Naked City _ The Red Hook story

In the 30’s Red Hook was a dangerous polyglot place. Homes were too small, the area is too far from mass transit, it has environmental nasty spots together with a large public housing project. Gentrification has been limited here. Though, it has two significant stories about the Food vendors at the ball fields and the arrival of Ikea.

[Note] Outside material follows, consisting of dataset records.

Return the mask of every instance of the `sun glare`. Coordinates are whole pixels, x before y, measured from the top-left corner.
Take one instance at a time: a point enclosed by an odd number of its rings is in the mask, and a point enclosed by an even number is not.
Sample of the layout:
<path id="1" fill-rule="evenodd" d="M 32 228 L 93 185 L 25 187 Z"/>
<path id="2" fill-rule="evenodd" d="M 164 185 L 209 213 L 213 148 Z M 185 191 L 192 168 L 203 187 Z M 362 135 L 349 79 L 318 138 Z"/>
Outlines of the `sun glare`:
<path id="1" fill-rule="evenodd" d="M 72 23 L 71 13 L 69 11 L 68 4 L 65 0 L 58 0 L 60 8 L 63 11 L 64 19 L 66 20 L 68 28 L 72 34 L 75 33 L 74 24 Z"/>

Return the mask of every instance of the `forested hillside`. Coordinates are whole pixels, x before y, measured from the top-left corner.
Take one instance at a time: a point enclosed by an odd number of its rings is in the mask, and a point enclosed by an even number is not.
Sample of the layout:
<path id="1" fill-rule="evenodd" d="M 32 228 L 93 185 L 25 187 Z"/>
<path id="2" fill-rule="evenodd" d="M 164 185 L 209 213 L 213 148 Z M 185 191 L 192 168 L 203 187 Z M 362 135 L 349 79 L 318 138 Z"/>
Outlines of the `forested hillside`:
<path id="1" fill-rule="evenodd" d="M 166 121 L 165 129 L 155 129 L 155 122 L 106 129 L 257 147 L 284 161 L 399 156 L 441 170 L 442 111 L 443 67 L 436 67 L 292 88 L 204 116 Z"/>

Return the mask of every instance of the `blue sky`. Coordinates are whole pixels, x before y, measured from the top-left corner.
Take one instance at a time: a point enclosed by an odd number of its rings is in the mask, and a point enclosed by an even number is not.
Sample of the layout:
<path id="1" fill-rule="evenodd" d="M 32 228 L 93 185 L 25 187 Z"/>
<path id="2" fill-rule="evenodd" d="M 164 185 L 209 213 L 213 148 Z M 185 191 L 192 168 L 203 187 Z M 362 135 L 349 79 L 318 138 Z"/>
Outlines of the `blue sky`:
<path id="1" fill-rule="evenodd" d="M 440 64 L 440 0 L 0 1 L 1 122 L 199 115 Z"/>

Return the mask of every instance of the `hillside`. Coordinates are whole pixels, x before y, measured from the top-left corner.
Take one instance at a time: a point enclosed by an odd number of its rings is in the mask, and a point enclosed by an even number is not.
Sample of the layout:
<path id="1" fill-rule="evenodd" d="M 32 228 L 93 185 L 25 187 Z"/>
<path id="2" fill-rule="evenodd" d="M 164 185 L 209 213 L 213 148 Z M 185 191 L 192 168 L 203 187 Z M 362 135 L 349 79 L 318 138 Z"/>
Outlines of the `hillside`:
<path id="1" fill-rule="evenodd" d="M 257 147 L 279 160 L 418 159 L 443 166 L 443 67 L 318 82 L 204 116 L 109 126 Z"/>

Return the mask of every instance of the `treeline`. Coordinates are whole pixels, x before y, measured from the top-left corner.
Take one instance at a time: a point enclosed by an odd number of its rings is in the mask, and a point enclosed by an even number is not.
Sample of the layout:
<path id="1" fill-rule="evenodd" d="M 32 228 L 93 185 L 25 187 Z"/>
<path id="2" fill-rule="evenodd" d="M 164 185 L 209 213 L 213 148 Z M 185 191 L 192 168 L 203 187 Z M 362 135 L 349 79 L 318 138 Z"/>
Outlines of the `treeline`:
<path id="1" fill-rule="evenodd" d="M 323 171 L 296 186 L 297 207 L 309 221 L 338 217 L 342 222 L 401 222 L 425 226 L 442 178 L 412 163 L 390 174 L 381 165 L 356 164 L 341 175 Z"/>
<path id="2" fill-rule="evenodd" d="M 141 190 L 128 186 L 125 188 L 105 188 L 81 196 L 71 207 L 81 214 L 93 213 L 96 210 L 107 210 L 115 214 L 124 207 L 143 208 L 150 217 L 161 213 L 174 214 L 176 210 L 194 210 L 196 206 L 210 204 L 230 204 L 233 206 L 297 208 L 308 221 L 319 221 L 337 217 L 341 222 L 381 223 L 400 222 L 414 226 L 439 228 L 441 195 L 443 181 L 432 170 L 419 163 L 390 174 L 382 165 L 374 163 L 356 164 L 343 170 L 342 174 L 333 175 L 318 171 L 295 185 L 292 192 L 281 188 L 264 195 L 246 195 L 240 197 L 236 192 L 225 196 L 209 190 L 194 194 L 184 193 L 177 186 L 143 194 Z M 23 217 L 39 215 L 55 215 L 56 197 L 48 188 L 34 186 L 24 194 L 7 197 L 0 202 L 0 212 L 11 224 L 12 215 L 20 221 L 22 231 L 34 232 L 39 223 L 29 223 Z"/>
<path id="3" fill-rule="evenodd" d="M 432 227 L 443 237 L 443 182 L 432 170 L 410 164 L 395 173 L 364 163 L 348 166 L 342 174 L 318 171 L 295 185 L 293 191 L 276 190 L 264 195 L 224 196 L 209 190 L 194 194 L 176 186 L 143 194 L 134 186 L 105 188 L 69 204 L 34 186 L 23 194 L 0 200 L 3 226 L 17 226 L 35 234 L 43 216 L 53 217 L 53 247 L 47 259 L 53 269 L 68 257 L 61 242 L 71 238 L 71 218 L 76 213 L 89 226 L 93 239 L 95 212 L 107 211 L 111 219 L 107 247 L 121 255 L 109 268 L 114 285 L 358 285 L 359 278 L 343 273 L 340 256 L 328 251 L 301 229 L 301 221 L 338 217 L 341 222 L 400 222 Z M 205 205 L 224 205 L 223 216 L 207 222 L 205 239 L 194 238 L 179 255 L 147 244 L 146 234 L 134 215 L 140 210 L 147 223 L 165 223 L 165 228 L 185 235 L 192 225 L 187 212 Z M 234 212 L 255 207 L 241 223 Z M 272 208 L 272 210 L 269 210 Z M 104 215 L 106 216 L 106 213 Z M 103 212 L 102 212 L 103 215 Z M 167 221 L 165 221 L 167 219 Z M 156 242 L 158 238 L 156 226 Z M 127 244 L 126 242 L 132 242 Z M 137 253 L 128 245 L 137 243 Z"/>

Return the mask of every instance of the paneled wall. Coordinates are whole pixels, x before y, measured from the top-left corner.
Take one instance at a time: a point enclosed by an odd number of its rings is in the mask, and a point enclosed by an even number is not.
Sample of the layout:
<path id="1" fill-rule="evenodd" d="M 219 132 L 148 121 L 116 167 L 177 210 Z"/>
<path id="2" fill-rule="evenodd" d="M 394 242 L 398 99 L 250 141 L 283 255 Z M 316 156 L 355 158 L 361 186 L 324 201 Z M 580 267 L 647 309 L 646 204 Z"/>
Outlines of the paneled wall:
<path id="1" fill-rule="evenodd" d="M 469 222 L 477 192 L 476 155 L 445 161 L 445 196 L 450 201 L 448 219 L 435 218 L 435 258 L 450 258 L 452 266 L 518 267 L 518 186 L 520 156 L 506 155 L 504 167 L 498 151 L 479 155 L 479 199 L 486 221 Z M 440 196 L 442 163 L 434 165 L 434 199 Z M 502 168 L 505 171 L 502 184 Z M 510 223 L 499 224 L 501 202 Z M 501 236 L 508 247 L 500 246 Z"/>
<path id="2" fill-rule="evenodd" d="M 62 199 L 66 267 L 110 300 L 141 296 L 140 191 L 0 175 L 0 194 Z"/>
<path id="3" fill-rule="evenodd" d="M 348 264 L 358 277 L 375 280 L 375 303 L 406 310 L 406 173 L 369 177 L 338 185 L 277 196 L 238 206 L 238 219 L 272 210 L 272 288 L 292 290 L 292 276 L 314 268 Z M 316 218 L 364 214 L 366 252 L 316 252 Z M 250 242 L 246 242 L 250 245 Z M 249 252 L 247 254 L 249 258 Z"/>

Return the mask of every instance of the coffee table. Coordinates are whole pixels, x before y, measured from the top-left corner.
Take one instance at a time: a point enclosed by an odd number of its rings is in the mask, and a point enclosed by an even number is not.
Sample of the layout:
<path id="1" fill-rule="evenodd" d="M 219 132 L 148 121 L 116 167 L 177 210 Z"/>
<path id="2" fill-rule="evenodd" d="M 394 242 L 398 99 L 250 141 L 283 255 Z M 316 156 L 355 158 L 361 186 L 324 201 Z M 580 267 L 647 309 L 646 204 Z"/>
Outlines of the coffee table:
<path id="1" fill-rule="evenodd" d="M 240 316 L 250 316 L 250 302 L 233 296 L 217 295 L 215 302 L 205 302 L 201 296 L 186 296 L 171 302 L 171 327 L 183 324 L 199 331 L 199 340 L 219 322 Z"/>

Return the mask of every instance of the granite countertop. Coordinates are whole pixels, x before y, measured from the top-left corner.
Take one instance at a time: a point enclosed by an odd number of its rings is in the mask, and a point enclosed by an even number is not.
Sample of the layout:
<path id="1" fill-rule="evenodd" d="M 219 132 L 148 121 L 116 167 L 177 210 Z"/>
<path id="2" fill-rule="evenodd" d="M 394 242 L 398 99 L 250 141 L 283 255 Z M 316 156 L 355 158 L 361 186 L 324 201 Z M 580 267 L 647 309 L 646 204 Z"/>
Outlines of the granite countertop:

The food vendors at the Sunset park ball fields are the most significant about the Red Hook neighborhood. Their story starts in the 1970’s when Salvadorian and Ecuadorean people brought food to the fields to picnic while their children could play here. After some time the picnic evaluated in preparing food at home and selling it to people playing soccer at the fields. This event brought a huge immigration of Latin-Americans into Red Hook. People started promoting the food at the ball fields and also a growing number of whites costumers came to these places. Because of the vendor’s growing media presence competition grew between the vendors to differentiate from others and serve the real authentic food of their home-countries. But everyone noted the changes. The intimacy was gone.
“Vending at the ball fields had become a bureaucratically controlled situation”
Ikea is another story of Red Hook’s waterfront. The idea of an IKEA in Red Hook has set residents debating the issue. With its narrow streets and no subway service the store would cause an overwhelming of the neighborhood. At the other side Ikea would create jobs in this under-served section of South Brooklyn. By promising metro-provision and a boat-service from Manhattan Ikea could settle.
“New York’s Zoning Law has prevented superstores from location anywhere except in manufacturing zones along the waterfront, like in Red Hook.”

So development has brought many changes to Brooklyn in recent  years. In short, the recent whitening of Brooklyn leads to an expanded gentrification into working-class black neighborhoods while new immigrants look for other areas to an ethnic mosaic.

“The new  Brooklyn is different. It’s a place people come to, not a place they come from.”